You could leave the database schema alone unless there is a real need for Guids, but if you want to go that route it's just a case of writing a good upgrade installation script or project.

You might find that you end up modifying some of the select stored procedures anyway if you like the CSLA way of having the Parent object fetch it's children in the same Select stored procedure.

 

ajj3085 replied on Thursday, October 02, 2008

I agree.  Change as little as possible to get the application up and running.  Less change = less risk, and moving from a non-clsa app to a csla app will be enough change for now, I would think.

RikGarner replied on Monday, October 06, 2008

I know it will be tons of work, but have you considered building a test harness around the exisiting code base before you touch anything? It would give you much more confidence that making changes doesn't break the application.

rkelley replied on Monday, October 06, 2008

RikGarner:
I know it will be tons of work, but have you considered building a test harness around the exisiting code base before you touch anything?
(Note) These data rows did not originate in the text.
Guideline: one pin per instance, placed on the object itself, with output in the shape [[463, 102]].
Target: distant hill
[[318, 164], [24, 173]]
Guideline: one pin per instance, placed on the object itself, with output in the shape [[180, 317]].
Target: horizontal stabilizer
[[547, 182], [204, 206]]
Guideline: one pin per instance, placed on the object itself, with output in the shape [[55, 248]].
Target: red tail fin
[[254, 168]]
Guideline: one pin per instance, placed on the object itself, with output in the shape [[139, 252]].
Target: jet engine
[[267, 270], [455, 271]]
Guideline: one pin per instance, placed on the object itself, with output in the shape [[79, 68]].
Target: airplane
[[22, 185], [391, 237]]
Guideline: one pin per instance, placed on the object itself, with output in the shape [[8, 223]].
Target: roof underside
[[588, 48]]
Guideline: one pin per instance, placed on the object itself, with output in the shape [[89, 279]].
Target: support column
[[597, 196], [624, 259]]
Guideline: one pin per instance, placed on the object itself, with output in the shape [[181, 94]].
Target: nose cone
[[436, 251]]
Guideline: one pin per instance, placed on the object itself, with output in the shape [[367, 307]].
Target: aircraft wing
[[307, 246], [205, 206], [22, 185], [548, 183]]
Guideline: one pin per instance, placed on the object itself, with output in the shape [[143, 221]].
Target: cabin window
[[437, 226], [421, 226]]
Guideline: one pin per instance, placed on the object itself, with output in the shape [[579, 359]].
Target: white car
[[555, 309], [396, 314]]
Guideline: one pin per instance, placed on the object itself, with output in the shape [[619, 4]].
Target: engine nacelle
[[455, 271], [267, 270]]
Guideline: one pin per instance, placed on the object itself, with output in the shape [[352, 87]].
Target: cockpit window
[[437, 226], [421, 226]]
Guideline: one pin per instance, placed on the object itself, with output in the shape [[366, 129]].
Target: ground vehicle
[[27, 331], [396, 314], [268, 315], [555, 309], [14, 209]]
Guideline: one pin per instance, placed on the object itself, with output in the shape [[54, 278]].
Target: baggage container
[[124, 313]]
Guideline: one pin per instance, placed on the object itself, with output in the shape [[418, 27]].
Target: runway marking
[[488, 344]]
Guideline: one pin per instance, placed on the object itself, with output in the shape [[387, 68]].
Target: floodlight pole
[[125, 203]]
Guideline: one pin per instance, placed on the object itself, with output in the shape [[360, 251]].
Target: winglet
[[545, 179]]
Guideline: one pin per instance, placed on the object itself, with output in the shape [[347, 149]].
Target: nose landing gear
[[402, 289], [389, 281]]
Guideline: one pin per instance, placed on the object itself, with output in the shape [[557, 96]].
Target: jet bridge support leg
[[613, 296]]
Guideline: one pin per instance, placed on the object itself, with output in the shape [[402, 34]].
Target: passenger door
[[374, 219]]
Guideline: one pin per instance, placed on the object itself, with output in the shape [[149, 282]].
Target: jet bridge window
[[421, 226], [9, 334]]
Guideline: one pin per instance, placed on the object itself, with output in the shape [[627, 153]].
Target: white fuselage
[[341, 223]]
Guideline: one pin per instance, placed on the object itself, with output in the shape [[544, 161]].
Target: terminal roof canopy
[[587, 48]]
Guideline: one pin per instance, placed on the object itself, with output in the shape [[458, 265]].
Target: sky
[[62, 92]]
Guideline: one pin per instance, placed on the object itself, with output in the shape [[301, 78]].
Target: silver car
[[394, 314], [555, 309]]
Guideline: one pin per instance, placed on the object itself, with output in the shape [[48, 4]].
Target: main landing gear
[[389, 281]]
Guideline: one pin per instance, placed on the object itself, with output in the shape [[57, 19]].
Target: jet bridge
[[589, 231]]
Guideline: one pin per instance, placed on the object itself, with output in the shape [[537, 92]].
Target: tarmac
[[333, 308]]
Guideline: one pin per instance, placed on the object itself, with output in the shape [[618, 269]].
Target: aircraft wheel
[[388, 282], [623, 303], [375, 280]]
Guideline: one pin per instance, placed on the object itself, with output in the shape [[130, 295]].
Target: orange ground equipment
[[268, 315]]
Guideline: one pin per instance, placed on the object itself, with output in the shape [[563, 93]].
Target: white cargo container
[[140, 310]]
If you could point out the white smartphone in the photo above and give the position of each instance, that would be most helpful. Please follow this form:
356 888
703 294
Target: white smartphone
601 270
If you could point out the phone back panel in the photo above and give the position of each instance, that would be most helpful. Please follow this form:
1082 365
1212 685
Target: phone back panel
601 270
It would give you much more confidence that making changes doesn't break the application.

 

I agree with Rik, it will be a lot of work but this makes the transition alot "Safer"

rsbaker0 replied on Monday, October 06, 2008

We're in the middle of doing this exact same thing, complicated by the original product being a C++  ODBC/DAO application.

We had some fairly unique requirements -- our users tinker with the database schema by changing field sizes, so hard-coded field lengths were out. We also have a facility for adding both custom fields and validation tables for them to the application. We also support 3 different back-ends, Oracle, SQL Server, and Access.

To make a long story short, we chose an Object Relational Mapper for the low-level DAL -- it generates dynamic SQL for all 3 database types and was easily modified to support registering of fields not present in the initial schema.

As far as CSLA is concerned, after some false-starts it is proving to be straightforward.

We've found that any business transaction method that we previous had can almost be translated to a CSLA business object (BO) by rote. Just convert your methods to BO's and do the "interesting" work when the BO is "saved".